Я мог неторопливо и с аппетитом есть манную кашу, а рядом на койке закрывали простыней умершего соседа. Под простыней обрисовывались его нос, живот, кончики ног. А я ел вкусную сладкую манную кашу. С аппетитом.
Опять скажете: черствость, эгоизм, одеревенение естественных чувств? Нет, не эгоизм, не черствость, не одеревенение. Это сила жизни. Та сила, которая позволяет нежной травке — муравке взламывать асфальт, вылезая на свет Божий. Слава ей, этой силе, слава! Помните, у Толстого: «Как ни старались люди…» Как ни старалась война убить все живое, жизнь лезла во все щели, везде.
Я изучал в госпитале немецкий язык и вел обширную переписку с друзьями. Нет, этот год жизни не был потерянным годом. Никогда, ни одной секунды не надо терять, ожидая завтра. Надо жить сегодня, сию минуту, секунду, мгновение. В этом преодоление страдания и радость бытия. Сей миг!..
А сейчас чуть — чуть о войне
Я пишу не о событиях, не о явлениях природы и общества, не о предметах и даже не о людях, а только о своем чувствовании мира, о жизни человеческого духа. Моего духа. Я хочу вспомнить, что я чувствовал в такое‑то время, в таком‑то случае, при виде этого, при встрече с тем. Я назвал эту главу «Прикосновение к войне», потому что к войне именно только прикоснулся. Я принимал участие всего — навсего в одном бою, был в нем тяжело ранен и сразу же выбыл из войны в собственном ее смысле. Все остальное было только подготовкой к этому бою, а потом — госпиталь и тыл.
Однако даже прикосновение к войне обжигает и оставляет рубцы. Во время войны я получил много новых, удивительно сильных и совершенно неожиданных впечатлений.

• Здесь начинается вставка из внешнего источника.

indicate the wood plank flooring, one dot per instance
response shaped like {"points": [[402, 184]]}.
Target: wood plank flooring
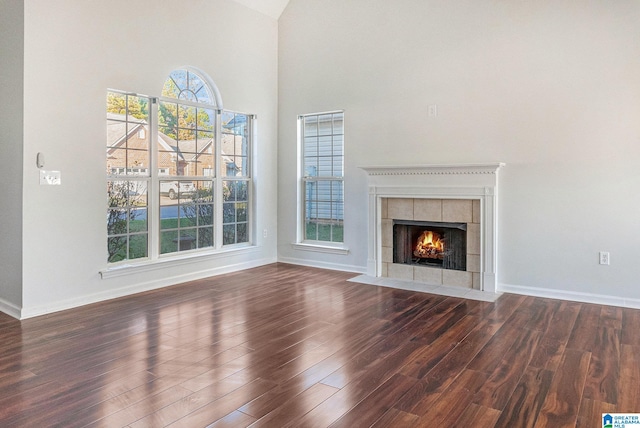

О них‑то и расскажу.
Мы, актеры Московского театра имени Революции, были на гастролях в Кисловодске… При встрече с Кавказом я тоже испытал сильнейшее и даже необыкновенное чувство и не могу о нем не рассказать.
Театр поехал сначала в Сочи. Было это в конце апреля 1941 года. Душа моя в тот год была истерзана битвой за жизнь. Полуголодное существование (врач в справке так и писал: «Розов B. C. страдает тяжелой формой нервного истощения на почве голодания»), плохое положение в театре — я никак не мог продвинуться дальше актера вспомогательного состава, — а главное, отчаянные нелады в любви. Все было не только серо, тускло, но и беспросветно. У меня над кроватью висел лист бумаги. расчерченный на триста шестьдесят пять квадратиков, и я вечером перед сном раскрашивал каждый квадратик— прожитый день — в свой цвет. Их было три: красный, серый и черный. Иногда они чередовались, иногда шли полосами — один цвет подряд. Сейчас образовался такой беспросветно черный ряд, какого не бывало никогда. Измученный бессонными ночами, загнанный, истерзанный, злой, погруженный в глубокую безнадежность, под холодным мерзким дождем, который в Москве прыскал уже несколько суток без передышки, с драным чемоданом, я пересек площадь у Курского вокзала, спустился в тоннель, затем вылез на платформу (о этот глупый и тоже мерзкий Курский вокзал с лазаньем вверх — вниз, как будто сделанный нарочно для мучения людей!), втащился в вагон и, ни с кем не разговаривая, ни на кого не глядя, забрался на верхнюю полку и уснул на голой доске. Мне хотелось провалиться в сон. И я провалился. Долго ли, коротко ли я спал, не знаю, не чувствовал. Спал беспробудно, без снов. Когда проснулся, не хотел открыть глаза, боялся их открыть. Во сне было хорошо, во сне ничего не было, а сейчас — открою, и снова начнется ад. Медленно и лениво открываю.